Commanders and leaders
- John Hunyadi: Kasım Pasha Turahan Bey Ishak Bey Skanderbeg Hamza Kastrioti

Strength
- 12,000 cavalry: 12,000 sipahi cavalry under direct command of Kasım Beg Frontier army of unknown number

Casualties and losses
- 500: 6,000: 2,000 killed; 4,000 captured; Skanderbeg and 300 Albanian cavalrymen deserted; Many more during retreat; 13 high rank prisoners;

= Battle of Nish (1443) =

Battle of 1443 between Christian Alliance and Ottoman Empire

The Battle of Nish (early November 1443) was fought between the Crusaders led by John Hunyadi and Đurađ Branković and the Ottoman Empire led by Kasım Pasha. It saw the Crusaders capture the Ottoman stronghold of Nish (Niš) in Serbia, and defeat two armies of the Ottoman Empire. The Battle of Nish was part of Hunyadi's expedition known as the long campaign. Hunyadi, at the head of the vanguard, crossed the Balkans through the Gate of Trajan, captured Nish, defeated three Ottoman pashas, and after taking Sofia from the Ottomans, united with the royal army and defeated Sultan Murad II at Snaim (Kustinitza). The impatience of the king and the severity of the winter then compelled him (in February 1444) to return home.

==Background==
In 1440 John Hunyadi became the trusted adviser and most highly regarded soldier of king Władysław III of Poland. Hunyadi was rewarded with the captaincy of the fortress of Belgrade and was put in charge of military operations against the Ottomans. King Władysław recognized Hunyadi's merits by granting him estates in Eastern Hungary. Hunyadi soon showed and displayed an extraordinary capacity to marshal his defences with the limited resources at his disposal.

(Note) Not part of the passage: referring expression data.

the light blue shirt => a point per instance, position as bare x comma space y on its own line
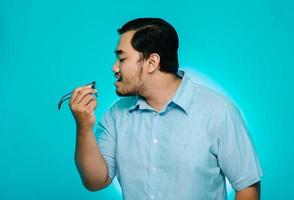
183, 152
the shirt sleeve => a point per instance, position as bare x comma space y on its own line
106, 139
237, 156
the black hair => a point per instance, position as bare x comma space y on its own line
154, 35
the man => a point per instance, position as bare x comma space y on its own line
167, 137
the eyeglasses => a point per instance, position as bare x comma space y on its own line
68, 96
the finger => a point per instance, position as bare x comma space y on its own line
82, 94
77, 91
92, 105
87, 99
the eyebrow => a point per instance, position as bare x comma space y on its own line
119, 52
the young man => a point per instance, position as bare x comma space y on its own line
167, 137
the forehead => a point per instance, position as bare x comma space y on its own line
124, 43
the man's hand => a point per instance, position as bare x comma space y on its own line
250, 193
82, 105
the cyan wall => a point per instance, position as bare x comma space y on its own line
47, 48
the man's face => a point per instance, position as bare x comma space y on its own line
127, 68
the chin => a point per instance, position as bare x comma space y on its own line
125, 93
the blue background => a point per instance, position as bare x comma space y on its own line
47, 48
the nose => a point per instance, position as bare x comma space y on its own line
115, 67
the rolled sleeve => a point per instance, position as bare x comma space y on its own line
237, 156
106, 139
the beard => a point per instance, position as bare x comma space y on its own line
130, 86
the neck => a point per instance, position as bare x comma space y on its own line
161, 89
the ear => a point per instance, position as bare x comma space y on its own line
153, 62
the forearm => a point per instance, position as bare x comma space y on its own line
90, 163
250, 193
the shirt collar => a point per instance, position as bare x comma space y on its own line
182, 98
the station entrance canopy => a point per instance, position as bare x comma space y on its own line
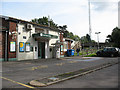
44, 37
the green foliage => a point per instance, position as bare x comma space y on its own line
114, 37
45, 21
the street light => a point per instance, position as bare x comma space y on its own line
98, 38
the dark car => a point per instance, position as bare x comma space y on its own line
109, 51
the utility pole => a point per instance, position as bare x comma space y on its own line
90, 31
98, 38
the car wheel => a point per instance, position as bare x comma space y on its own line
112, 55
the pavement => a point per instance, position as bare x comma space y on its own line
17, 74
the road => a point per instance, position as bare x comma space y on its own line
18, 74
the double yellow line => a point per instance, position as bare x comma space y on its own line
18, 83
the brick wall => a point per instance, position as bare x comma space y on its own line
3, 23
12, 27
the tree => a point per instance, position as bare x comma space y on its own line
114, 37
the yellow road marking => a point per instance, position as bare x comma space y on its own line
39, 67
27, 63
60, 64
17, 82
73, 61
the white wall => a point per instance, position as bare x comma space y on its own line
26, 55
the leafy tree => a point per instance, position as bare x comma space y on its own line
114, 37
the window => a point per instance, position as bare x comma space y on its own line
24, 37
35, 48
27, 47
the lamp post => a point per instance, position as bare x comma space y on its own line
98, 38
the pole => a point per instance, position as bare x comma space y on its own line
6, 46
98, 38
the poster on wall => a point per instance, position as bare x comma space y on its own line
12, 47
21, 46
27, 47
61, 47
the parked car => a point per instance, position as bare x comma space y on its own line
109, 51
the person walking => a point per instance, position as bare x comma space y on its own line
78, 50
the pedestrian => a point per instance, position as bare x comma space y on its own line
78, 50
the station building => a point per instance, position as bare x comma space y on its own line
23, 40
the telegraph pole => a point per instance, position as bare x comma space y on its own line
90, 31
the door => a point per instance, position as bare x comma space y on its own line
41, 49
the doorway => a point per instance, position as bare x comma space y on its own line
41, 49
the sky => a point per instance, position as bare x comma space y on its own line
73, 13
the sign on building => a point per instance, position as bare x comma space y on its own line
21, 46
12, 47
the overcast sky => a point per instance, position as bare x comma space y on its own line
73, 13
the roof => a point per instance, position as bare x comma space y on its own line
68, 39
15, 19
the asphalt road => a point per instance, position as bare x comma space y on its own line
18, 74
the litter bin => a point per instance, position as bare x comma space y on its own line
70, 52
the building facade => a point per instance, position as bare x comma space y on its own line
23, 40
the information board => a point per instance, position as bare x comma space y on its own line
12, 47
21, 46
27, 47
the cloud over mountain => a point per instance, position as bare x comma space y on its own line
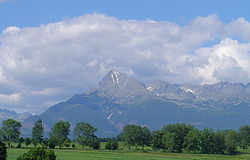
51, 62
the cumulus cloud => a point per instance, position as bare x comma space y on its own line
51, 62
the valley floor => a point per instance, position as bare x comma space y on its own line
63, 154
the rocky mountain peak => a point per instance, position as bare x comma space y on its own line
119, 85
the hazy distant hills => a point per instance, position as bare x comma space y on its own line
119, 100
7, 114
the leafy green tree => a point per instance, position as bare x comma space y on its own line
27, 141
180, 131
38, 154
157, 142
11, 130
37, 132
144, 138
95, 143
230, 142
85, 134
212, 142
244, 136
192, 140
219, 142
3, 151
135, 135
59, 132
112, 144
67, 143
170, 141
130, 135
52, 142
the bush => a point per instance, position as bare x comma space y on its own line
52, 143
95, 144
19, 145
112, 145
3, 151
38, 154
66, 143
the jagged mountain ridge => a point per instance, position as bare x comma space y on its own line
7, 114
119, 100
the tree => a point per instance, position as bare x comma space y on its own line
3, 151
244, 136
219, 142
95, 143
67, 143
112, 144
59, 132
212, 142
180, 131
27, 141
11, 130
157, 142
37, 132
85, 134
144, 136
130, 135
38, 154
230, 142
135, 135
170, 141
192, 140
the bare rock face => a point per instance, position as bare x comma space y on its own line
119, 100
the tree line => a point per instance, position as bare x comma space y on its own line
171, 138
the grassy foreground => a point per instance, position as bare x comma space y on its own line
127, 155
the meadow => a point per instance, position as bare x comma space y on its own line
79, 154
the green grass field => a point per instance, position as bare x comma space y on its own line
127, 155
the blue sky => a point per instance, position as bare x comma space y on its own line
26, 13
53, 49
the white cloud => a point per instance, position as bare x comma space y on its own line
51, 62
47, 92
10, 99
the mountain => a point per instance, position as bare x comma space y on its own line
7, 114
119, 100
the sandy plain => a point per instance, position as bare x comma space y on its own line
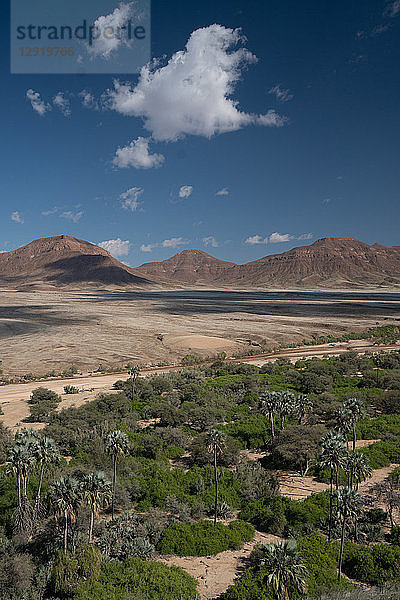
43, 331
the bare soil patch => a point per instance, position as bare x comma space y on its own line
216, 573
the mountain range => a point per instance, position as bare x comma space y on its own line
327, 263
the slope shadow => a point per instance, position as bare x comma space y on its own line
91, 267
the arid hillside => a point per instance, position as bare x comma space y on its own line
63, 260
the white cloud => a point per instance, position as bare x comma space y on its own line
280, 93
62, 103
72, 216
130, 198
192, 93
137, 155
147, 247
37, 103
256, 239
276, 238
88, 100
174, 242
185, 191
305, 236
17, 217
50, 211
108, 33
393, 9
210, 241
116, 247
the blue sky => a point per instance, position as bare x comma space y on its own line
301, 144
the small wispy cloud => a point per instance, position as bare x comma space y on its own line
392, 9
50, 211
210, 241
147, 247
137, 155
185, 191
174, 242
117, 247
280, 93
72, 216
130, 198
17, 217
38, 105
276, 238
88, 100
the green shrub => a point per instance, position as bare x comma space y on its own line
374, 565
148, 580
202, 538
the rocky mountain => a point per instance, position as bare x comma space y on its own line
327, 263
189, 267
63, 260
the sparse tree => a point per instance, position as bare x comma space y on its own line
45, 451
116, 443
333, 457
285, 571
349, 503
357, 409
97, 492
64, 497
216, 443
133, 372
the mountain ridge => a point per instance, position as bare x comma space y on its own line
326, 263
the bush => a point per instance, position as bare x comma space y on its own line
135, 578
202, 538
42, 403
71, 389
374, 565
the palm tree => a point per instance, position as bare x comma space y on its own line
116, 443
357, 409
286, 405
97, 491
286, 573
19, 461
333, 457
216, 443
269, 404
303, 406
349, 503
358, 469
45, 451
64, 497
133, 372
344, 422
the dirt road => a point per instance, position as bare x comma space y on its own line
13, 397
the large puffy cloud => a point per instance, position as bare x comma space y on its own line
116, 247
108, 32
137, 155
191, 94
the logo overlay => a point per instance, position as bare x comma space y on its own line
79, 37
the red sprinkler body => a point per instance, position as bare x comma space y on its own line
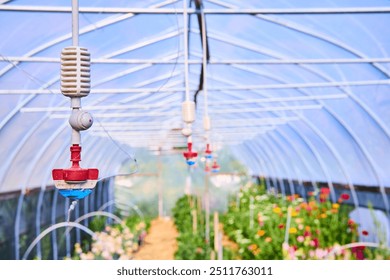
208, 152
215, 167
75, 182
190, 156
75, 174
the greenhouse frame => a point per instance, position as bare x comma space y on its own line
275, 105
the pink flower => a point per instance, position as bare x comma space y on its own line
300, 239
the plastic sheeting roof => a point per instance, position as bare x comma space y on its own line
298, 89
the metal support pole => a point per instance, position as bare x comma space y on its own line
160, 187
75, 22
207, 208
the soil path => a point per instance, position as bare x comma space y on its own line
160, 243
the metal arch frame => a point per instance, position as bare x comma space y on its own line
284, 151
253, 164
282, 161
298, 28
230, 11
273, 159
303, 159
335, 153
32, 130
311, 147
347, 48
15, 111
269, 162
212, 61
342, 125
357, 100
89, 28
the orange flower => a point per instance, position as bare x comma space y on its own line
303, 205
252, 247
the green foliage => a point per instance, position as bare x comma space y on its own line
191, 241
315, 227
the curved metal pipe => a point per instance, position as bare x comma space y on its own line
54, 227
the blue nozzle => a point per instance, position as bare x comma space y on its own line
75, 193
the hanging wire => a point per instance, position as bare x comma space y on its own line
204, 61
185, 26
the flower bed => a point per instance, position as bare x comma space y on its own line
271, 227
189, 221
119, 241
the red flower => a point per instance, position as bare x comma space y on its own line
325, 190
315, 242
358, 252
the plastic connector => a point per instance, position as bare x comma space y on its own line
189, 155
188, 111
215, 167
80, 120
208, 153
75, 181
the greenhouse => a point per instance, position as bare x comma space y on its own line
194, 130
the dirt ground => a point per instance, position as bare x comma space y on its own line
160, 243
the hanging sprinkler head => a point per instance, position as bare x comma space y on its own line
208, 153
76, 182
215, 167
189, 155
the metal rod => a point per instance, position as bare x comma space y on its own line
75, 22
252, 11
185, 34
204, 63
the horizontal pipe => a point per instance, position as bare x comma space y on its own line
165, 106
243, 87
250, 11
195, 61
266, 109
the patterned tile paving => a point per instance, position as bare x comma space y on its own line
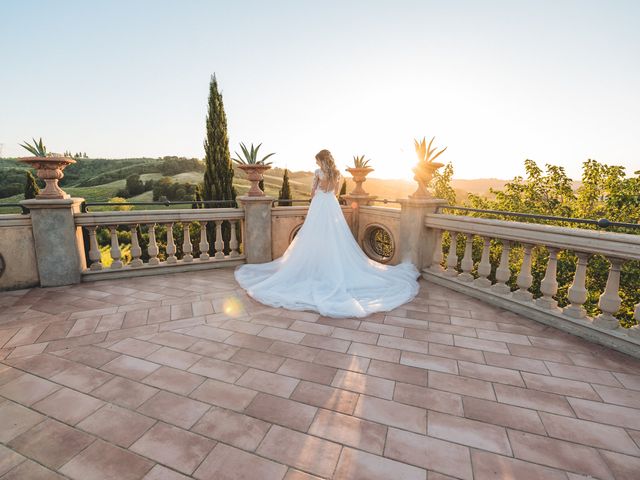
184, 376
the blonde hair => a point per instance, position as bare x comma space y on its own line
328, 166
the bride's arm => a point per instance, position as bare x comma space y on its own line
314, 185
338, 184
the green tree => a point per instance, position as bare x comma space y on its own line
605, 192
218, 175
285, 191
31, 188
135, 186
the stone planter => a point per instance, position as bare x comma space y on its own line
423, 174
49, 169
359, 177
254, 175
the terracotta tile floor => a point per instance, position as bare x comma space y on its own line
184, 376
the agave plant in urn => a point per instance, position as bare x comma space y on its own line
49, 168
359, 172
426, 167
248, 162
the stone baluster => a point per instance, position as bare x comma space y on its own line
610, 300
233, 242
467, 260
171, 245
577, 292
484, 267
452, 256
153, 245
136, 251
204, 243
436, 265
549, 284
525, 279
115, 248
94, 249
187, 247
503, 272
219, 243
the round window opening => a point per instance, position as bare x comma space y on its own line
294, 232
378, 243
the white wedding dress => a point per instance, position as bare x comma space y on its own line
324, 269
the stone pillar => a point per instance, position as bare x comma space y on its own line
58, 242
257, 228
355, 202
416, 241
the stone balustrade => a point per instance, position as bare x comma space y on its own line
472, 275
207, 247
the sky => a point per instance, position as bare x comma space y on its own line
496, 82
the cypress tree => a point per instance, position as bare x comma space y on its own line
285, 191
218, 174
31, 188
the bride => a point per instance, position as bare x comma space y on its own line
324, 269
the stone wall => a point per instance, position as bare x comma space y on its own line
286, 220
18, 267
384, 217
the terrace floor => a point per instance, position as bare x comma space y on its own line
179, 376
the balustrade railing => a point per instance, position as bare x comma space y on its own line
509, 273
142, 230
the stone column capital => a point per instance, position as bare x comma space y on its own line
35, 204
58, 241
245, 199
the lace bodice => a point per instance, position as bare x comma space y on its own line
319, 182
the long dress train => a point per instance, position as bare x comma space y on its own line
324, 270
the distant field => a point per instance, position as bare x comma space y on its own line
300, 182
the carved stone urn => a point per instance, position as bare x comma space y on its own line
359, 177
423, 174
50, 169
255, 173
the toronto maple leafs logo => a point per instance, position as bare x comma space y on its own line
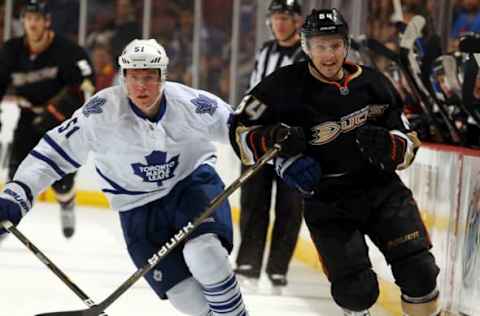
204, 104
94, 106
157, 169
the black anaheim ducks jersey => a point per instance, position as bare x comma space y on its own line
328, 112
40, 77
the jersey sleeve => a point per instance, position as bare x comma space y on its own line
256, 109
61, 151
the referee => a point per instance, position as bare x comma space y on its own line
284, 19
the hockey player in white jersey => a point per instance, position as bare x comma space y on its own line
152, 144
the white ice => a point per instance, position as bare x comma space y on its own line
97, 261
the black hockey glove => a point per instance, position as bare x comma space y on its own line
291, 139
53, 115
380, 147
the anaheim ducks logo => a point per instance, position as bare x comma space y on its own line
328, 131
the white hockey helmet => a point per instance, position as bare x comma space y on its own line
144, 54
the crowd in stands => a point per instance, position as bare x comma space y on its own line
113, 23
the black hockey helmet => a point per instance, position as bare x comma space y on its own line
36, 6
324, 22
285, 6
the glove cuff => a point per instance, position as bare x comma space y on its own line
282, 164
18, 193
412, 144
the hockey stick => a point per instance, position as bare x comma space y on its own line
412, 32
181, 235
44, 259
380, 49
450, 67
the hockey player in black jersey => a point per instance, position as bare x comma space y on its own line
284, 18
343, 136
50, 77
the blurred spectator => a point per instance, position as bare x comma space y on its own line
66, 17
468, 18
126, 28
104, 69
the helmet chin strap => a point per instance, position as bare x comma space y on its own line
310, 62
289, 37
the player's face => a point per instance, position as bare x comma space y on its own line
328, 54
36, 26
143, 86
283, 25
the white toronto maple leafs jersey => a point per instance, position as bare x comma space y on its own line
137, 160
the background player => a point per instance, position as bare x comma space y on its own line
50, 76
350, 140
153, 149
284, 18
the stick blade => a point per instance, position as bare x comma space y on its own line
93, 311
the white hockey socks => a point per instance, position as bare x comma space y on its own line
208, 262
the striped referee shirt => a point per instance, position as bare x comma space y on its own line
273, 56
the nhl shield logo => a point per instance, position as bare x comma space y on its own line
204, 104
93, 106
157, 275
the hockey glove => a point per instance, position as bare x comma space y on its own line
387, 150
291, 139
15, 202
299, 172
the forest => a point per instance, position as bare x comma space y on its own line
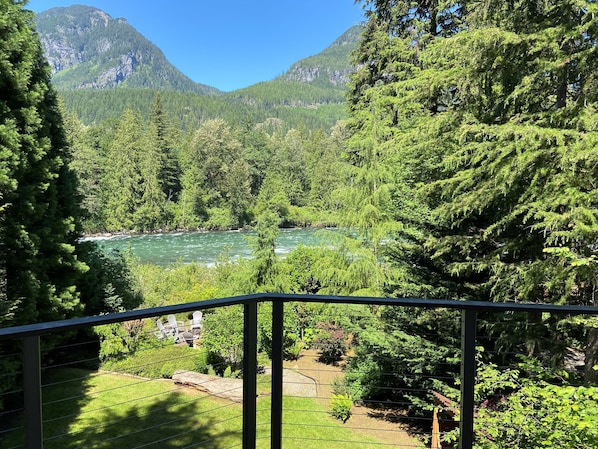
466, 169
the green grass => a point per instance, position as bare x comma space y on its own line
105, 410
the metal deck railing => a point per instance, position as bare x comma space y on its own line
268, 424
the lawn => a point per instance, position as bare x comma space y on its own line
107, 410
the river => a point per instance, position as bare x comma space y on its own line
205, 247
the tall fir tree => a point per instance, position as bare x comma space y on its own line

He was victorious in Semendria over Ishak-Beg in 1441. Not far from Nagyszeben in Transylvania he annihilated an Ottoman force and recovered for Hungary the suzerainty of Wallachia. The Crusader army consisted of 25,000 or more troops and 600 war wagons. Hunyadi took 12,000 cavalry to locate and defeat Kasım Pasha. Władysław and Brankovic were left in camp with the war wagons.

== Battle ==
The battle for Nish was not one, but five different battles. The first engagement was a battle against a small garrison in Nish and the Crusaders captured, pillaged, and burned the town. This was followed by three battles against three different Ottoman armies advancing on Nish. Finally there was one against the remnants of the three Ottoman armies.

The last battle took place on the plain between Bolvan and Nish on 3 November 1443. Ottoman forces were led by Kasım Pasha, the beglerbeg of Rumelia, Turahan Beg and Ishak-Beg. After the Ottoman defeat, the retreating forces of Kasım Pasha and Turahan Beg burned all of the villages between Nish and Sofia. The Ottoman sources explain the Ottoman defeat as due to a lack of cooperation between the different Ottoman armies which were led by different commanders.

== Aftermath ==

According to Chalcocondyles, "Weary after Hunyadi forced the Ottomans to retreat in the Balkans in 1443, the old lords hurried on all sides to regain possession of their fathers' fields". One of them was Gjergj Kastrioti Skanderbeg who deserted the Ottoman army along with his nephew Hamza Kastrioti and 300 Albanians and after capturing Krujë started a twenty-five-year-long struggle against the Ottoman Empire.

Murad II signed a treaty for ten years, and abdicated in favour of his son Mehmed II. When the peace was broken the next year, Murad returned to the Balkans and won the Battle of Varna in November 1444.